Les dio una plataforma desde la cual avanzar cuando se presentó la oportunidad, como lo hizo durante una temporada festiva que sólo puede describirse como un punto de inflexión para Pressley y su club.

El técnico del Dundee, Steven Pressley, los guió a tres victorias consecutivas en la Premiership

El delantero Ashley Hay celebra tras marcar el único gol del derbi de Dundee en Tannadice

El delantero Ashley Hay celebra tras marcar el único gol del derbi de Dundee en Tannadice

El defensa Luke Graham es uno de los varios jugadores del Dundee que han impresionado recientemente.

El defensa Luke Graham es uno de los varios jugadores del Dundee que han impresionado recientemente.

Tres victorias era todo lo que Dundee había logrado en los primeros cinco meses de la temporada de la Premiership, pero en el espacio de siete días montando en Hogmanay consiguieron tres más.

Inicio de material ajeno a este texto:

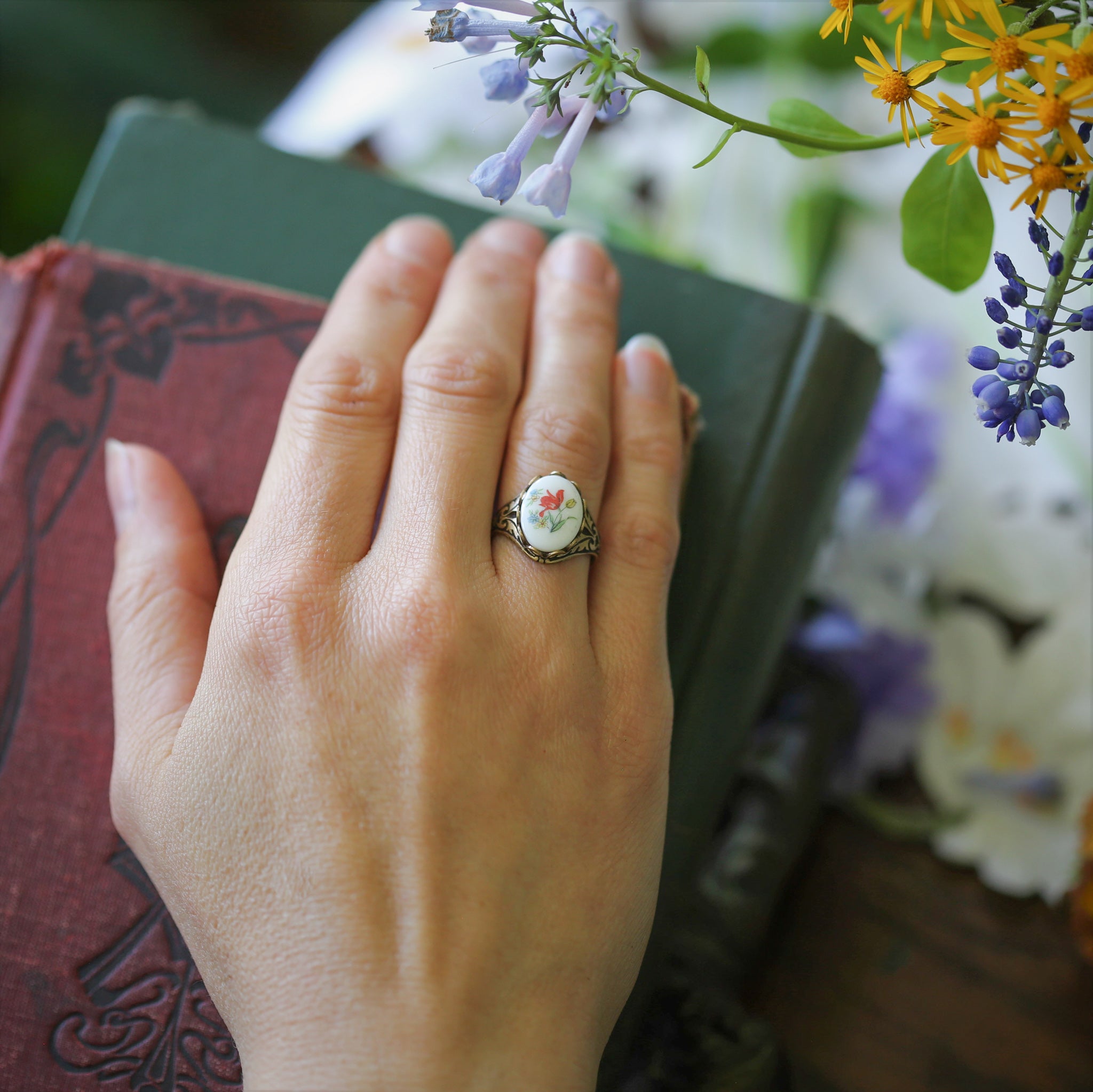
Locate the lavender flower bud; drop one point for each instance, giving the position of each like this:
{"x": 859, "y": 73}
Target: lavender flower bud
{"x": 505, "y": 80}
{"x": 1037, "y": 233}
{"x": 1005, "y": 266}
{"x": 993, "y": 396}
{"x": 1055, "y": 412}
{"x": 1029, "y": 427}
{"x": 982, "y": 357}
{"x": 1021, "y": 370}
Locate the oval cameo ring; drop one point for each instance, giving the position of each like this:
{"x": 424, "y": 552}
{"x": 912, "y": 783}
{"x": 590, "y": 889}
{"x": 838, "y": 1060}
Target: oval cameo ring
{"x": 550, "y": 521}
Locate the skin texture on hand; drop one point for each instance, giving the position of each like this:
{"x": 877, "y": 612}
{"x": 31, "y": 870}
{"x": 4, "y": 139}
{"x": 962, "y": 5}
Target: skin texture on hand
{"x": 405, "y": 796}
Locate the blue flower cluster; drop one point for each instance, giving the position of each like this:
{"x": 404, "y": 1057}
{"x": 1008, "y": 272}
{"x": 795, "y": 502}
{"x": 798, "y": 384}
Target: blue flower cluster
{"x": 1015, "y": 399}
{"x": 506, "y": 81}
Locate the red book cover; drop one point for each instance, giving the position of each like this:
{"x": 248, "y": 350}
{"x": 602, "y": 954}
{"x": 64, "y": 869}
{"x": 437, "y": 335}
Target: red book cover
{"x": 98, "y": 990}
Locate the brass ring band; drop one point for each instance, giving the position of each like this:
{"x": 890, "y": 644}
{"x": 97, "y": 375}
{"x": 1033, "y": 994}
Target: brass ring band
{"x": 518, "y": 519}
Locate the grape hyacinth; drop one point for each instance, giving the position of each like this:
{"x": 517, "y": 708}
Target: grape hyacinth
{"x": 1015, "y": 400}
{"x": 587, "y": 37}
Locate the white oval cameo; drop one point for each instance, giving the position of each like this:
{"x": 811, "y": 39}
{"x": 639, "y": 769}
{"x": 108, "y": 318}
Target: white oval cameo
{"x": 551, "y": 514}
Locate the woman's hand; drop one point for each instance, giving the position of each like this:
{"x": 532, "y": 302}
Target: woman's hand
{"x": 405, "y": 796}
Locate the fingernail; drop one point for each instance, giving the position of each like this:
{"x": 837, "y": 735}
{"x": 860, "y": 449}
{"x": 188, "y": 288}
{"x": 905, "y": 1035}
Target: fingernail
{"x": 420, "y": 241}
{"x": 648, "y": 367}
{"x": 579, "y": 257}
{"x": 512, "y": 237}
{"x": 121, "y": 491}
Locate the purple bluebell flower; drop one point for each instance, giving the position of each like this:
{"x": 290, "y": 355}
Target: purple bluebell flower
{"x": 615, "y": 106}
{"x": 1029, "y": 427}
{"x": 551, "y": 184}
{"x": 1055, "y": 412}
{"x": 1005, "y": 266}
{"x": 982, "y": 357}
{"x": 505, "y": 80}
{"x": 498, "y": 177}
{"x": 570, "y": 107}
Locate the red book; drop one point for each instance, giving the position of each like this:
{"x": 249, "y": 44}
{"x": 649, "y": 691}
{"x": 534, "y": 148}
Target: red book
{"x": 97, "y": 986}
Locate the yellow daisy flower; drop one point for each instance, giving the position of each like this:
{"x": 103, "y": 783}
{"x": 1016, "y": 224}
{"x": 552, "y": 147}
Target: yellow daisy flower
{"x": 1078, "y": 62}
{"x": 950, "y": 9}
{"x": 839, "y": 19}
{"x": 1046, "y": 174}
{"x": 896, "y": 86}
{"x": 1051, "y": 110}
{"x": 1007, "y": 53}
{"x": 981, "y": 129}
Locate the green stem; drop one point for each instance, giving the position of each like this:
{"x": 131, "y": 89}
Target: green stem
{"x": 825, "y": 144}
{"x": 1073, "y": 247}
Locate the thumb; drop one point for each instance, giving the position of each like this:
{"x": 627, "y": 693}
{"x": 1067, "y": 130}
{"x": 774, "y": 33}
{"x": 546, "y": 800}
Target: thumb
{"x": 160, "y": 609}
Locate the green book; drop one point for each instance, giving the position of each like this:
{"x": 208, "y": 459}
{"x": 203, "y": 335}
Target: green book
{"x": 785, "y": 390}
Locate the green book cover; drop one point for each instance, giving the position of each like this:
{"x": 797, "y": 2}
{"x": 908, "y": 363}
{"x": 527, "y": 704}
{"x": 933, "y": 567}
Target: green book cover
{"x": 785, "y": 390}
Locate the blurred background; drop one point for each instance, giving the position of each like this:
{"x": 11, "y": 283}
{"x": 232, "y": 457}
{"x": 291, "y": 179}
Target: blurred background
{"x": 928, "y": 936}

Falkirk fue derrotado en Dens Park el 27 de diciembre, al igual que Kilmarnock a mitad de semana del año pasado, pero la victoria declarada, la que demuestra que las dos anteriores no fueron una casualidad, llegó ayer en Tannadice.

El gol de Ashley Hay justo antes del descanso le dio al Dundee una merecida victoria por 1-0 sobre el United, rival de la ciudad, en un derbi que transformó el ambiente en torno a Pressley, sus jugadores y sus seguidores.

De repente, tienen 13 puntos de ventaja sobre Livingston, último clasificado, nueve por encima de Kilmarnock, penúltimo, y ya no esperan estar en una batalla por el descenso que tenía su nombre escrito por todas partes.

Todavía queda camino por recorrer, por supuesto. Sus próximos dos partidos de liga, contra Hearts y Rangers, tienen el potencial de poner en perspectiva el renacimiento de Dundee y cortar de raíz cualquier conversación sobre subir en la tabla.

Pero este es un momento para que Pressley esté orgulloso de sus jugadores, y de él mismo, por hacer lo que dijo que haría cuando asumió el cargo: formar un equipo con énfasis en el desarrollo.

Poco a poco, la estructura emergente, que por sí sola no era suficiente para ganar partidos, permitió a los jugadores florecer y ganar confianza.

Billy Koumetio y Luke Graham están madurando en la zaga, hasta el punto de que se ha vinculado a Graham con Aberdeen. Tony Yogane florece en la banda y Yan Dhanda finalmente llega bien al centro del campo.

El gol de Hay le dio a Dundee una tercera victoria consecutiva en la Premiership por primera vez desde 2014 y, al hacerlo, provocó que algunos de los mayores críticos de Pressley se disculparan humilladamente en las redes sociales.

Mientras el delirante apoyo visitante se volvía estúpido detrás de los dugouts de Tannadice, Pressley permaneció casi inexpresivo mientras se giraba para admirar la escena, tan digno en la victoria como tantas veces lo había estado en la derrota. Por suerte para él, las cosas finalmente están mejorando.